When digital pressure is insufficient to control major bleeding and immediate haemorrhage control is required, Foley catheter balloon tamponade can be employed. Without the temporary haemostasis provided by this adjunct one of the only remaining options in this scenario is to attempt to suture the defect. A poorly-visualized operating field (compromised by ongoing substantial bleeding) compounded by the risk of causing further damage (inadvertent damage to coronary arteries or worsening the extent of an injury to an extremely delicate and friable pulmonary artery) means that suturing is rarely a viable option in this salvage scenario and is particularly risky in inexperienced hands. Morbidity and mortality are extremely high in these cases when definitive haemorrhage control is not achieved in the early stages. Multiple case reports and case series detailing penetrating cardiac injuries describe superior outcomes when the management of these patients includes Foley catheter balloon tamponade. Use of the Foley catheter for balloon tamponade has also been described in penetrating neck and maxillofacial injuries and has been shown to be superior to conservative management in this patient population [7-10].

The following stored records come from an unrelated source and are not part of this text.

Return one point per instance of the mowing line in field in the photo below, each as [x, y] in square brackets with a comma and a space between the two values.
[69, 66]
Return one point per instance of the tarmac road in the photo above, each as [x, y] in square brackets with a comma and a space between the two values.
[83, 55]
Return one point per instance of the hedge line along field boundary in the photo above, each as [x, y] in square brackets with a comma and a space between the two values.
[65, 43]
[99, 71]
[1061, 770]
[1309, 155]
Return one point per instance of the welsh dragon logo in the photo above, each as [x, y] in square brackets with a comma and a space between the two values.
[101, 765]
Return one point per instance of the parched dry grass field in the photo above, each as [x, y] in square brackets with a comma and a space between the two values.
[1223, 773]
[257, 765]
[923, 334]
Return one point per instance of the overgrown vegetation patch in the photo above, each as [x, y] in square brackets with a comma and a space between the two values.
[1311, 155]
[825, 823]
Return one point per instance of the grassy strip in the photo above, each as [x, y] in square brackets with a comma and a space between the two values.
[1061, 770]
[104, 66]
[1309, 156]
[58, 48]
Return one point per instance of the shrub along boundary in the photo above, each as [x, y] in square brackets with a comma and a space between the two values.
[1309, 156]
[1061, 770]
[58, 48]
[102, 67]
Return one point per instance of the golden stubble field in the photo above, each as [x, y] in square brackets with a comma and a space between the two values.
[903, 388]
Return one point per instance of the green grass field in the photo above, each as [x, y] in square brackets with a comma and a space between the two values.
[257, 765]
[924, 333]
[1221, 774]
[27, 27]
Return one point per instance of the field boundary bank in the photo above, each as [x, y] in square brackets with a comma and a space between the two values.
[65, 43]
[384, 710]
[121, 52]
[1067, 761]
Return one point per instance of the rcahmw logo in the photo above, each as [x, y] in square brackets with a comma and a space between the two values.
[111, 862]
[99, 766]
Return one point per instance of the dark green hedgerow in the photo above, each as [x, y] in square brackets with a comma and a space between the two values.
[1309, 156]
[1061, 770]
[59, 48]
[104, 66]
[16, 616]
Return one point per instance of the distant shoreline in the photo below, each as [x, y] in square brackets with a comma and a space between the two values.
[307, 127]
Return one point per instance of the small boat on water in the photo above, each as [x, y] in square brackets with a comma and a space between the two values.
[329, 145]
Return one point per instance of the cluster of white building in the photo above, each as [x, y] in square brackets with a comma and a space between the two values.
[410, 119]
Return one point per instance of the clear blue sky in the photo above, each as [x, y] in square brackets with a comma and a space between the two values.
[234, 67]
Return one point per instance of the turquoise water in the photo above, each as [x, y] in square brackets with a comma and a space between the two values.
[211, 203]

Whilst cardiac trauma and major head & neck trauma is the main environment in which Foley catheter balloon tamponade is encountered, there are experiences reported of its use in iatrogenic injury. However, we were unable to find any instances of iatrogenic pulmonary artery bleeding controlled in this manner and hence this is the first case report to describe the use of the Foley catheter to control iatrogenic damage to the pulmonary artery.
The use of the Foley catheter to provide balloon tamponade in severe haemorrhage is well established and well reported. Whilst the majority of these reports refer to its use in the management of trauma, there are also reports of its use in the management of iatrogenic injury. We report for the first time the successful use of Foley catheter balloon tamponade in the management of major thoracic bleeding following iatrogenic pulmonary artery injury in unfavourable operating conditions with limited alternative options. We feel it is important that this approach is recognized as a safe and effective method of dealing with intra-operative bleeding encountered during thoracic surgery.
We received no funding and there is no conflict of interest.